Implementing Fuzzy Sets in SQL Server, Part 10.1: A Crude Introduction to Dempster-Shafer Evidence Theory
By Steve Bolton
…………Early on in this series, we learned how the imprecision in natural language statements like “the weather is hot” can be modeled using fuzzy sets. Ordinarily, the membership grades assigned to fuzzy sets are not to be interpreted as probabilities, even though they’re both implemented on continuous scales between 0 and 1; the exception to this rule is when a probabilistic meaning is consciously assigned to the type of fuzziness. A couple of articles ago we saw how membership scores can be interpreted as assessing the logical possibility of the associated statements; the possibility distributions this nuance gives rise to quantifies whether or not an event can occur, whereas a probability distribution assesses whether it will actually occur. The two scales are independent except at the maximum and minimum values, where possibility values acts as caps on probabilities, since an event must be possible if it is to have a non-zero probability. The possibility and necessity measures that factor into possibility distributions are actually special cases of the plausibility and belief measures used in Dempster-Shafer Evidence Theory, which has a related shade of meaning: instead of gauging whether or not an event can or will happen, plausibility and belief work together to grade the credibility of the associated evidence. If we were sifting through user stories in a Behavior-Driven Development (BDD) process, we wouldn’t use evidence theory for fuzzy terms like “the weather is hot,” or questions like “the weather could be cold” or “the weather is probably mild,” which might be candidates for possibilistic or stochastic modeling. “As far as I can tell, the weather will be hot,” might be fair game, since the subject of the sentence is the trustworthiness of the associated statement. The clearest example I’ve yet run across in the literature occurs in George J. Klir and Bo Yuan’s Fuzzy Sets and Fuzzy Logic: Theory and Applications, which I’ve used as my go-to resource throughout this series for the heavy math formulas:
“Consider, however, the jury members for a criminal trial who are uncertain about the guilt or innocence of the defendant. The uncertainty in this situation seems to be of a different type; the set of people who are guilty of the crime and the set of innocent people are assumed to have very distinct boundaries. The concern, therefore, is not with the degree to which the defendant is guilty, but with the degree to which the evidence proves his membership in either the crisp set of guilty people or the crisp set of innocent people.”

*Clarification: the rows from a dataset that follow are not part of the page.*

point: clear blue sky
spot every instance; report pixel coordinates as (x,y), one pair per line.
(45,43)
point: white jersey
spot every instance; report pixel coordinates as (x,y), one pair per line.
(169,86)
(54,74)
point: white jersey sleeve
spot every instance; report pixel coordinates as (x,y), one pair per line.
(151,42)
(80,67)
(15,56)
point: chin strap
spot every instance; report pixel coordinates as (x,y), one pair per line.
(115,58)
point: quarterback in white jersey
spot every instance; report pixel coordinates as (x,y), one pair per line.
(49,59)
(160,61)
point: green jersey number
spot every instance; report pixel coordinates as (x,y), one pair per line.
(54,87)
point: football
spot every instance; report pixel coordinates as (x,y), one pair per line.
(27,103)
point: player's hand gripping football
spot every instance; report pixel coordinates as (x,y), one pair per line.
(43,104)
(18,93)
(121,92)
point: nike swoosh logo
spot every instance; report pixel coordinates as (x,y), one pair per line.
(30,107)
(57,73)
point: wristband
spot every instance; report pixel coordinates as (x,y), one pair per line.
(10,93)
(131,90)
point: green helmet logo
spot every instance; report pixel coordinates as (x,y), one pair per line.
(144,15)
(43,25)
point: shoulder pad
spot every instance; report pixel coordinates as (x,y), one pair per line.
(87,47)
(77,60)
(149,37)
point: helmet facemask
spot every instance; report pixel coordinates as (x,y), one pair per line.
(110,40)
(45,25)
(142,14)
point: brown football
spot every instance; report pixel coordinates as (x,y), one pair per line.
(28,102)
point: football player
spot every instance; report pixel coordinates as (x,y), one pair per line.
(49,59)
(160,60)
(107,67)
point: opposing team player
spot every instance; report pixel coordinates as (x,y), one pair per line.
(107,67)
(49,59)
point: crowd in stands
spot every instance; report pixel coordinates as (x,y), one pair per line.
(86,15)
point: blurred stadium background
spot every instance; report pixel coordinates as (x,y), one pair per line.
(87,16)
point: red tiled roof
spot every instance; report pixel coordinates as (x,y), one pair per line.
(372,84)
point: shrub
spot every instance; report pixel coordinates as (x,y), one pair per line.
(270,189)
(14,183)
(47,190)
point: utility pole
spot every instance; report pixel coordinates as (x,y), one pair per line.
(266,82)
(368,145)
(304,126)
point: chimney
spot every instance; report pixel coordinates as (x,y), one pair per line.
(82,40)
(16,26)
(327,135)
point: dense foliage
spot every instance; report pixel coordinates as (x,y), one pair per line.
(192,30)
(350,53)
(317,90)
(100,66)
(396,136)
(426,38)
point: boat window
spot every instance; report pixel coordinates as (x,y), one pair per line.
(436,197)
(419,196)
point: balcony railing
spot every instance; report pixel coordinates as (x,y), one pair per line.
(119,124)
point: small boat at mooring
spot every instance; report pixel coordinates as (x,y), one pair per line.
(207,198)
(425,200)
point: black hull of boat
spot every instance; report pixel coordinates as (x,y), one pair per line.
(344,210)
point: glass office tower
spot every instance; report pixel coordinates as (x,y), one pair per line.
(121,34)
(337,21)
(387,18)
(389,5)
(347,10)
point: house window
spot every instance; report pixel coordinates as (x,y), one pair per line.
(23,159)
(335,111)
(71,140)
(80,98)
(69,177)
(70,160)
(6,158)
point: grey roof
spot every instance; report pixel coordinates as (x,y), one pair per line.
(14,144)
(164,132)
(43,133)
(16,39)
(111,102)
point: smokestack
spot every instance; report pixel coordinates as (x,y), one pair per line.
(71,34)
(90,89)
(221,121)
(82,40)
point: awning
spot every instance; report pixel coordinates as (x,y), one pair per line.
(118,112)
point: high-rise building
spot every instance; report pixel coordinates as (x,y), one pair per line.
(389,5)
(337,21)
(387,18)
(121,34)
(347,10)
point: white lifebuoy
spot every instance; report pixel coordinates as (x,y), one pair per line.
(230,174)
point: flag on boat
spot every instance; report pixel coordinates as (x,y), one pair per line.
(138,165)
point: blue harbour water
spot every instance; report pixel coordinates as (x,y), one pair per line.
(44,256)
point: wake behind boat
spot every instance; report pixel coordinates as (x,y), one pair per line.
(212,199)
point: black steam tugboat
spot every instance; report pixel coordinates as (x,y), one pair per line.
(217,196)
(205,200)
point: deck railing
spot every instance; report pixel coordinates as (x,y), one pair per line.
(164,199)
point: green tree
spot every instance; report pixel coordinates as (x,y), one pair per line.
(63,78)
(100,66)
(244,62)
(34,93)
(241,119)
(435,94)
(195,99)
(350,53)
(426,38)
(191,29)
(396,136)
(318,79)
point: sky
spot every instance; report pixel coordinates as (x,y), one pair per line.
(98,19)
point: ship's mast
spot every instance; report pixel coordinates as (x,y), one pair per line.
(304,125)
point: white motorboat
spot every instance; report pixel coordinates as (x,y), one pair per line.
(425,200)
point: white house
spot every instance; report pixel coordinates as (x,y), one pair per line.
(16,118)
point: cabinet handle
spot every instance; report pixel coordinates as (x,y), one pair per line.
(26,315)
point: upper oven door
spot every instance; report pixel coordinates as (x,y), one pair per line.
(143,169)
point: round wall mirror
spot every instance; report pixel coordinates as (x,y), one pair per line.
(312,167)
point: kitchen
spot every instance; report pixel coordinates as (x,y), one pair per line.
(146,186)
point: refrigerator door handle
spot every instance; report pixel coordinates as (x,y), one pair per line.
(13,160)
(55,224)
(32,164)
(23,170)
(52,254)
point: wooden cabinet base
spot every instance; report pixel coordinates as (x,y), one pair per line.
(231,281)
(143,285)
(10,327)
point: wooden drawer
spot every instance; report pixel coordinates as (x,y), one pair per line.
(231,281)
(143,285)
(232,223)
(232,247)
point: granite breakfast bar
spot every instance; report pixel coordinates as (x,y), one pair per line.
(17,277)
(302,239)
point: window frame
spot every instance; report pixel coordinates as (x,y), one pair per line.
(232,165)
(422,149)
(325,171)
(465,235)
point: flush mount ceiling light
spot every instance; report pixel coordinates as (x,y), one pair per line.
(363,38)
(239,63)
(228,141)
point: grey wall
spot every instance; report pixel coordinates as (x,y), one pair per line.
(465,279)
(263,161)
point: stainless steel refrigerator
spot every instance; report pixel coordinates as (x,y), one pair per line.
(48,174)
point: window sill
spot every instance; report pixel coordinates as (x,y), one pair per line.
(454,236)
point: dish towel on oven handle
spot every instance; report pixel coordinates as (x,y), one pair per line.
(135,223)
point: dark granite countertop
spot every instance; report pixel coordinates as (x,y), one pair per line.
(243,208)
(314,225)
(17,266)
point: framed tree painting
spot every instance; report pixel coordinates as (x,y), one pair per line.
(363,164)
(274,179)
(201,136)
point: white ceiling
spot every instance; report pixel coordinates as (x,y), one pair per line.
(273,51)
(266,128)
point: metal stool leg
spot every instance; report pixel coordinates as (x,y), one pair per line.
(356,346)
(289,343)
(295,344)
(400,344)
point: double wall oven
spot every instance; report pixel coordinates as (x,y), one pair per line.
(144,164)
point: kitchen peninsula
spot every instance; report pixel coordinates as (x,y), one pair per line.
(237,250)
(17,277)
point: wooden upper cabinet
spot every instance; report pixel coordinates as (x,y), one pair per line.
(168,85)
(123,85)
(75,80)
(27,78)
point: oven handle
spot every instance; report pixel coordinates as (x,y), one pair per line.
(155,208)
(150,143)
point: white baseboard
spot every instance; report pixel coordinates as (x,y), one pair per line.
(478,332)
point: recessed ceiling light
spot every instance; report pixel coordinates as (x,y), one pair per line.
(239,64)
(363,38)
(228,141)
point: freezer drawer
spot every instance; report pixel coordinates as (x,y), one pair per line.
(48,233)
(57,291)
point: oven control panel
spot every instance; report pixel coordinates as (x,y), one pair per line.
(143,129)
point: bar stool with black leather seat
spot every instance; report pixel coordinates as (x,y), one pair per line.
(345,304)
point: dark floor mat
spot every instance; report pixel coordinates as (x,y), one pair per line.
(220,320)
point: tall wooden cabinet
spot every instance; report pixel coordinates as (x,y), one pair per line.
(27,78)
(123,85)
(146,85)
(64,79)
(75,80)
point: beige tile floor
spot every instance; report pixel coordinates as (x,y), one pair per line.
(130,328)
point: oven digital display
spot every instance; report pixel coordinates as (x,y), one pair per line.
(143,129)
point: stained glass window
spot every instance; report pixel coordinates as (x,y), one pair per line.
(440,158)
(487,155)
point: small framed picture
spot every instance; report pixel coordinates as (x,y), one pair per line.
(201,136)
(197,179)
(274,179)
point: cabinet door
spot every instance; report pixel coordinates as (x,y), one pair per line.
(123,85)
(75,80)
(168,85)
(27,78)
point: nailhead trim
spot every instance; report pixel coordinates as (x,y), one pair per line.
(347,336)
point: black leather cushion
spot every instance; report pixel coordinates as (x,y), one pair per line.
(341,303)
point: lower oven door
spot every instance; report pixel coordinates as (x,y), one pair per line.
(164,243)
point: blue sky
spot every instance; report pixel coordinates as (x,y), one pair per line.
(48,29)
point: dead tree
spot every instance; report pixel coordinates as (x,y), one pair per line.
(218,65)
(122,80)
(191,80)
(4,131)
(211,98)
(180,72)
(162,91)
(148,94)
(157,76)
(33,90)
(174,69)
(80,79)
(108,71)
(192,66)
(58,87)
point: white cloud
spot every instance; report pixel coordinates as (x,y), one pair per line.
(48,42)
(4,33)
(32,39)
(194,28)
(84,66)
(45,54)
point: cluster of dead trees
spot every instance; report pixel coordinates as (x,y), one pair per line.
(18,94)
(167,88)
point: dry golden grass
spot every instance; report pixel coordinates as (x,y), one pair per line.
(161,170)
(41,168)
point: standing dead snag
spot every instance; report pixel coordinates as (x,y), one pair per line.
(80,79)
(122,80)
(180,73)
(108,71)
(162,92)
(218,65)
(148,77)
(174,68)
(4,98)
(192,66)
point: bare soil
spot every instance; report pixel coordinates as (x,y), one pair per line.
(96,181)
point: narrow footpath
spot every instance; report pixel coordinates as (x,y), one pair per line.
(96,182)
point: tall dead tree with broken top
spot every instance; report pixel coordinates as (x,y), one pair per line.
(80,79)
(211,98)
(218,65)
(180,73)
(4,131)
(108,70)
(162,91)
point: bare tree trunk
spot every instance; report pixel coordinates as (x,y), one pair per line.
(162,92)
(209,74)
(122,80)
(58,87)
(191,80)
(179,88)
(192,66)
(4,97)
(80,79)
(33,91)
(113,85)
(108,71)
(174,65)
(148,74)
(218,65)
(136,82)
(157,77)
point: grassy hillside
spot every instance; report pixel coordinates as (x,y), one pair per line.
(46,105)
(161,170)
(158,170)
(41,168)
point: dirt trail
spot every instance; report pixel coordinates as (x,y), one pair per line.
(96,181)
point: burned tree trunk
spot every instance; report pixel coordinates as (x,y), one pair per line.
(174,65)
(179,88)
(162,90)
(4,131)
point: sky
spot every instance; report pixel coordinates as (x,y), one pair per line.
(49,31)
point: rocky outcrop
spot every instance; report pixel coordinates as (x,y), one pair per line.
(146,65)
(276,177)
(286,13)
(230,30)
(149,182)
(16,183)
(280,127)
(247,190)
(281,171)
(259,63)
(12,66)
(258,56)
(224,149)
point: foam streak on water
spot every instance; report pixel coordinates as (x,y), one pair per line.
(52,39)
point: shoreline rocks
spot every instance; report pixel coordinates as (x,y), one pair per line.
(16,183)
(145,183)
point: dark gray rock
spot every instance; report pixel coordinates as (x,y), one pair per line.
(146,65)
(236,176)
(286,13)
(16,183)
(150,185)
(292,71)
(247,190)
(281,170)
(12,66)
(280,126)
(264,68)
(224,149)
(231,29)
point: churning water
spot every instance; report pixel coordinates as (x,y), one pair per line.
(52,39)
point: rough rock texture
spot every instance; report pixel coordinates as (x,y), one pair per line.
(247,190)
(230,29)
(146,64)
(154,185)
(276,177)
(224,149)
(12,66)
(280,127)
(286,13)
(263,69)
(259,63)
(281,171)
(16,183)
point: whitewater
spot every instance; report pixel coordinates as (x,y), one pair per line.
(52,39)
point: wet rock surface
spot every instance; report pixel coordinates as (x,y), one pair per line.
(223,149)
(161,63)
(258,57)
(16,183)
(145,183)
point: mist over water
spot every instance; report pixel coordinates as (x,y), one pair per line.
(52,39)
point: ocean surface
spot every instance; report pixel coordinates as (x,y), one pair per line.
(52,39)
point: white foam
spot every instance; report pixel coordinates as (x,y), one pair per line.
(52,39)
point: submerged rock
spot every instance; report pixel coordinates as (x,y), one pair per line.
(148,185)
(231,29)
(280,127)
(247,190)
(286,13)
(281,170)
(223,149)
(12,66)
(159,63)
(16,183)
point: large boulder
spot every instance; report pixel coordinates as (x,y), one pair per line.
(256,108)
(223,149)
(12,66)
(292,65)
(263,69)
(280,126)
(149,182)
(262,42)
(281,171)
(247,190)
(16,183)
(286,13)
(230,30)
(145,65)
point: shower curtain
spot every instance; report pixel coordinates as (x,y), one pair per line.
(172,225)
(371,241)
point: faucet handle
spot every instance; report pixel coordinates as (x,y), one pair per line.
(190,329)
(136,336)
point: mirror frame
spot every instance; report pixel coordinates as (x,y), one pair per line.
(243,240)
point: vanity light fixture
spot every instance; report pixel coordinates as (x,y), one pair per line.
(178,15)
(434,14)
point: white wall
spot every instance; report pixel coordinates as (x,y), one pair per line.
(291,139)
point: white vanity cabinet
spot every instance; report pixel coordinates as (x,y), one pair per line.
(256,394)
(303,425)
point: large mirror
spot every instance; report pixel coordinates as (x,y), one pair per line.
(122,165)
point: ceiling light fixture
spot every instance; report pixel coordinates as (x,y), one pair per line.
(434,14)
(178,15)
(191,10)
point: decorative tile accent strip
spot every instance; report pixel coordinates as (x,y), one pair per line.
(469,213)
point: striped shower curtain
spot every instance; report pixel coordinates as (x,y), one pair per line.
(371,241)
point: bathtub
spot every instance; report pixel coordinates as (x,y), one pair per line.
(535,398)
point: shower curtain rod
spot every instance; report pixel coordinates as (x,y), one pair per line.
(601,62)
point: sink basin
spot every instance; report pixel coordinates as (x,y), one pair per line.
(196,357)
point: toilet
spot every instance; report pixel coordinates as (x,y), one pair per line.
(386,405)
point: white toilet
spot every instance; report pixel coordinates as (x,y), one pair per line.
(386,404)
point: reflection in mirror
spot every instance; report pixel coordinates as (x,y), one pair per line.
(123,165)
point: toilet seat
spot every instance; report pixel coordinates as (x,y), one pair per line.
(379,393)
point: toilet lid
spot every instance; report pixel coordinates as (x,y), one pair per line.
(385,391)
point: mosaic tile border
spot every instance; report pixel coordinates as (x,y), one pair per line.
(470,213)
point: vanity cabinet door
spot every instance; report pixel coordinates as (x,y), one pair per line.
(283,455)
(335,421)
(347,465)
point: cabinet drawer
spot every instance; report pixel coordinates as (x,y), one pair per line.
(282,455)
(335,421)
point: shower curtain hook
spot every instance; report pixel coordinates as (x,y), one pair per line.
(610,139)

In the last article, I gave a monologue on how organizations can benefit from uncertainty management programs, which begins with partitioning uncertainty into various types, like probabilities, nonspecificity, fuzziness and conflicting information; these in turn stretch across five mathematical subtopics, information theory, stochastics, possibility theory, fuzzy sets and evidence theory. The last of these has its own corresponding formulas for measures like nonspecificity, but is particularly useful for quantifying the degree of conflict between pieces of information. For this reason, it is widely used to aggregate disparate sources of information, which in turn integrates seamlessly with Decision Theory; for example, one of its most common implementations is sensor fusion. Klir and Yuan also provide a concise list of possible use cases in various fields:
“For instance, suppose we are trying to diagnose an ill patient. In simplified terms, we may be trying to determine whether the patient belongs to the set of people with, say, pneumonia, bronchitis, emphysema, or a common cold. A physical examination may provide us with helpful yet inconclusive evidence. For example, we might assign a high value, say 0.75, to our best guess, bronchitis, and a lower value to the other possibilities, such as 0.45 for the set consisting of pneumonia and emphysema and 0 for a common cold. These values reflect the degree to which the patient’s symptoms provide evidence for the individual diseases or sets of diseases; their collection constitutes a fuzzy measure representing the uncertainty associated with several well-defined alternatives; It is important to realize that this type of uncertainty, which results from information deficiency, is fundamentally different from fuzziness, which arises from the lack of sharp boundaries.”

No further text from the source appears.